We then replace the pid->nr field in 'struct pid' with a list of struct upid'
entries (referred to as the pid->upid_list list). This list represents the
multiple pid_t values of the process, one in each namespace.

The struct upid also replaces 'struct pid' in the pid_hash table to enable us
to find processes given a pid_t from any namespace (i.e we find 'struct upid'
for a given pid_t and from the 'struct upid', we find the 'struct pid' of the
process)

We finally reimplement find_pid() and pid_to_nr() to use pid->upid_list
and remove unused fields from 'struct pid'.

Changelog:
	2.6.21-mm2-pidns3:
	- 'struct upid' used to be called 'struct pid_nr' and a list of these
	   were hanging off of 'struct pid'. So, we renamed 'struct pid_nr'
	   and now hold them in a statically sized array in 'struct pid' since
	   the number of 'struct upid's for a process is known at process-
	   creation time.
	  
	2.6.21-rc3-mm2:

	- [Eric Biederman] Combine all logical changes into one patch
	- [Eric Biederman] Implement __pid_nr(pid_ns, pid) for use in procfs.
	  (now called pid_to_nr_in_ns()).
	- [Serge Hallyn]: Remove (!pid_nr) check in free_pid_nr()

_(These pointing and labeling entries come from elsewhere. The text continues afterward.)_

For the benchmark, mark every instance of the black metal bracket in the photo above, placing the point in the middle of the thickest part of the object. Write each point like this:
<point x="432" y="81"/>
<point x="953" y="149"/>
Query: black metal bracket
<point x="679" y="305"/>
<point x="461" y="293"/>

Signed-off-by: Cedric Le Goater <clg at fr.ibm.com>
Signed-off-by: Sukadev Bhattiprolu <sukadev at us.ibm.com>
---
 fs/proc/array.c               |   30 ++++--
 fs/proc/base.c                |    9 +-
 include/linux/init_task.h     |   13 ++
 include/linux/pid.h           |   35 +++++--
 include/linux/pid_namespace.h |   12 ++
 kernel/fork.c                 |    2 
 kernel/pid.c                  |  187 +++++++++++++++++++++++++++++++++++-------
 7 files changed, 232 insertions(+), 56 deletions(-)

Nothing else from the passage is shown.